Shooting Ourselves in the Foot, Part 4
There is a point concerning education reform that I will take every opportunity to reinforce. That point is this: The causes for students failing in our public schools are more related to socio-economic conditions in the homes and communities of these children than they are to the quality of instructions the children are receiving in schools. Vibrant communities with vibrant households always have vibrant schools that produce students with high achievement. Don’t take my word for it. Just visit the communities of the best schools in your state and you will immediately observe excellent quality of lives that is evident in the well maintained homes, businesses, parks, recreational areas, and streets; and most prominent in the efficient government services, and impressive modern renovated schools. In these communities pride between the public schools and the citizens is a two-way street: The traffic of affection flows both ways. The schools love their citizens and the citizens love their schools. But more importantly, however, the socio-economic conditions in the households are such that it allows parents to be the chief facilitators in their children’s achievement. Private lessons in dance, music, sports; private tutoring in curriculum classes and college prep exams; and rich arrays of after-school and summer activities in sports, music, drama . . . always with parental involvement, are evidence of this.

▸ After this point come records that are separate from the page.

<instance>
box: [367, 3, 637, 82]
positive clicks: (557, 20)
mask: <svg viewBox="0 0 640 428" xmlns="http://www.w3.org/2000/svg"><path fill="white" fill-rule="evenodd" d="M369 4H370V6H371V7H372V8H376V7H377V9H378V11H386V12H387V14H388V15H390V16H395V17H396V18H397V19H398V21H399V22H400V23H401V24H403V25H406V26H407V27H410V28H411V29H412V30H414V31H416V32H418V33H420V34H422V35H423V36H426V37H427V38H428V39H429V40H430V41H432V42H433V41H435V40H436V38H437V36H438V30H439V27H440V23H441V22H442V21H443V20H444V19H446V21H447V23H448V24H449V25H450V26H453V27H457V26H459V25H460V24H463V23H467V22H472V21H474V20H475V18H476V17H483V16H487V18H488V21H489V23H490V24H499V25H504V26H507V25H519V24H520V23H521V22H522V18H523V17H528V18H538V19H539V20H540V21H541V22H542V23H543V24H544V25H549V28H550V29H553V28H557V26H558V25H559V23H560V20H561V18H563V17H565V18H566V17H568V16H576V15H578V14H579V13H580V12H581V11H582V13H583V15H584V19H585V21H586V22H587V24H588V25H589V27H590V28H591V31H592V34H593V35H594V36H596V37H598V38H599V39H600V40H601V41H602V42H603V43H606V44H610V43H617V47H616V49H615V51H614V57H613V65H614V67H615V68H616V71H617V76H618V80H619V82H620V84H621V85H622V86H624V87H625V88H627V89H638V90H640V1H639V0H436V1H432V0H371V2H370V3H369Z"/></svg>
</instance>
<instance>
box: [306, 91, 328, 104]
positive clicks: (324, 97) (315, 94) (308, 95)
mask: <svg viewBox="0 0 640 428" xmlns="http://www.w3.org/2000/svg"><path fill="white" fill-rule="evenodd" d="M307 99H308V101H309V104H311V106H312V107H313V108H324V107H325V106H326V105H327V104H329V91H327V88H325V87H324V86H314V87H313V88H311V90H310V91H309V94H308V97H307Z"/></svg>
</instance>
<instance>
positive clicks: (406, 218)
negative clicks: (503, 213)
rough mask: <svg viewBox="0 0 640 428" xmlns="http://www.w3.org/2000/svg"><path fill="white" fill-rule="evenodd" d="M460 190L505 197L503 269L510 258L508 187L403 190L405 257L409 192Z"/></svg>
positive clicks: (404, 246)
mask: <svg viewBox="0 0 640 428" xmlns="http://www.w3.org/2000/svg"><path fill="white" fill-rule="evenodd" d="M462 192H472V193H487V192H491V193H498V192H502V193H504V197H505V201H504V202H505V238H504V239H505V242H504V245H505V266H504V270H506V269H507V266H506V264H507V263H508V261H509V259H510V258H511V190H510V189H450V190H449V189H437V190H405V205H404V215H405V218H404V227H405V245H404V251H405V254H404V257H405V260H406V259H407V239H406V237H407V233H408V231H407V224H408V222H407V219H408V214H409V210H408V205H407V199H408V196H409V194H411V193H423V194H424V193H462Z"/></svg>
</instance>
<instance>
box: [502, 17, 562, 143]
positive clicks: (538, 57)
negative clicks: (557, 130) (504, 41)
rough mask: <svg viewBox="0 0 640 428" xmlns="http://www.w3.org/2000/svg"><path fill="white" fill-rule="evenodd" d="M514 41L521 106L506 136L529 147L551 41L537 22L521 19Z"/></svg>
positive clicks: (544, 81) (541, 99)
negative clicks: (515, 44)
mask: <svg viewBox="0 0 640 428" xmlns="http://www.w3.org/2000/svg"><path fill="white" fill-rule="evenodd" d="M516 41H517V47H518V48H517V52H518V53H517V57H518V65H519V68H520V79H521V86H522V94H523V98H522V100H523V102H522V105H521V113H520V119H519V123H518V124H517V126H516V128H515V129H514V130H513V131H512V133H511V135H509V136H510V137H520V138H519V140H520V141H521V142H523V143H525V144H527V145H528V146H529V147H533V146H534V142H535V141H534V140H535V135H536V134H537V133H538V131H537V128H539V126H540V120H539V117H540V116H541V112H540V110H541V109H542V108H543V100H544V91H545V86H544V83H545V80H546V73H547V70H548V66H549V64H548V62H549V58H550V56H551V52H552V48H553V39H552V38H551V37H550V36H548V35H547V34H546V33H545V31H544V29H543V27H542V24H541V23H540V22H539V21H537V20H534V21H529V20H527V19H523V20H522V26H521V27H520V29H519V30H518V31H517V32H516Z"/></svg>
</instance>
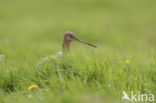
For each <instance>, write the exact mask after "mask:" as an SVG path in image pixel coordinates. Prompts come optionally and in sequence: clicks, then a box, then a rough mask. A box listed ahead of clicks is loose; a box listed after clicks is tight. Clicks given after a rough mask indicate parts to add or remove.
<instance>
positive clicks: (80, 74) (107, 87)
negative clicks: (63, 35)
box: [0, 50, 156, 103]
mask: <svg viewBox="0 0 156 103" xmlns="http://www.w3.org/2000/svg"><path fill="white" fill-rule="evenodd" d="M86 51H87V50H86ZM95 52H97V53H98V54H94V53H91V52H89V51H88V52H80V53H77V52H76V53H74V54H73V53H71V54H69V55H66V56H64V57H61V58H58V59H56V60H51V61H50V62H46V63H43V64H42V65H40V66H36V65H28V64H31V63H30V62H31V61H27V63H20V64H19V63H18V62H17V61H15V62H12V61H10V60H7V59H6V60H5V61H4V64H3V65H1V72H0V73H1V74H0V78H1V79H0V88H1V94H0V95H1V97H0V98H1V99H0V100H1V102H11V103H14V102H15V103H18V102H19V103H21V102H24V103H25V102H36V103H37V102H49V103H50V102H64V103H69V102H71V103H73V102H84V103H86V102H88V103H92V102H93V101H95V102H102V103H103V102H106V103H107V102H113V100H115V101H116V100H118V101H119V100H120V98H121V97H122V91H127V92H128V93H130V91H134V92H136V93H137V92H138V91H140V92H141V93H154V94H155V93H156V92H155V91H156V90H155V89H156V88H155V84H156V82H155V81H156V78H155V74H156V71H155V68H156V64H155V60H156V58H155V55H154V54H153V55H152V56H151V57H149V56H147V57H144V58H141V57H137V56H135V57H132V58H129V60H130V61H131V63H130V64H125V59H124V58H122V57H121V55H115V54H111V53H107V52H105V54H103V55H102V56H101V55H100V52H98V51H97V50H95ZM125 57H126V56H125ZM127 58H128V56H127ZM139 58H141V59H139ZM32 84H37V85H38V86H39V88H37V89H35V90H33V91H29V90H28V87H29V86H30V85H32ZM29 96H30V97H29Z"/></svg>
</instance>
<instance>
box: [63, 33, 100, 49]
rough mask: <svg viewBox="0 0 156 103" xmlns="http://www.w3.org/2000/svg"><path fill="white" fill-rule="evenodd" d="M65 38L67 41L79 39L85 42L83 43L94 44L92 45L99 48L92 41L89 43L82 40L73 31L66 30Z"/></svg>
mask: <svg viewBox="0 0 156 103" xmlns="http://www.w3.org/2000/svg"><path fill="white" fill-rule="evenodd" d="M64 40H66V41H74V40H75V41H78V42H80V43H83V44H86V45H89V46H92V47H95V48H97V47H96V46H95V45H93V44H91V43H88V42H85V41H83V40H80V39H79V38H77V37H76V35H75V34H74V33H72V32H66V33H65V35H64Z"/></svg>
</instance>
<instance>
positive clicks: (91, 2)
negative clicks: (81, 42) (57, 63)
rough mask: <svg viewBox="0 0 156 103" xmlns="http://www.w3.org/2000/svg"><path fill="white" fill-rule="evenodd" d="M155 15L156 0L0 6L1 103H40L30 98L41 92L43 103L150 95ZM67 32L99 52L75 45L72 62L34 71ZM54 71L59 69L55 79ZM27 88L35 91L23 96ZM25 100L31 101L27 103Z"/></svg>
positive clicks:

In the communities of failing schools, liquor stores are very prominent on the street corners. Abandon buildings, run-down apartments, graffiti-covered-everything, gun and dope transactions are the prominent features on every rat infested, pot-hole crumbling street, with their cracked side-walks of protruding weeds. The only thing that is higher than unemployment in these communities is the misery index, which buries itself in crack cocaine, heroin, liquor bottles, domestic abuse, drive-bys, and ― early graves. Parks and recreational areas display “Off-Limits” and “Closed” signs. And everyone is profiled for his potential to become imprisoned for the purpose of providing profits to the corporations, which own the jails. In these communities, pride is a fantasy; staying alive is a hope; a better life is a distant dream, and discrimination and subjugation are the realities. A school is just another run-down building, of overcrowded classrooms, where teachers try desperately to succeed against all the insurmountable odds I just mentioned. In some cases the do; in many cases they do not, at which time their classroom instructions are given the blame.
I spent 24 years of my life in the United States Army as an active duty soldier (24/7). I believed that I was fighting to make the United States of America better for all Americans ― especially its children! Today, in old age, I write about it because I must. I write while praying to God.
I am confident that He will intervene.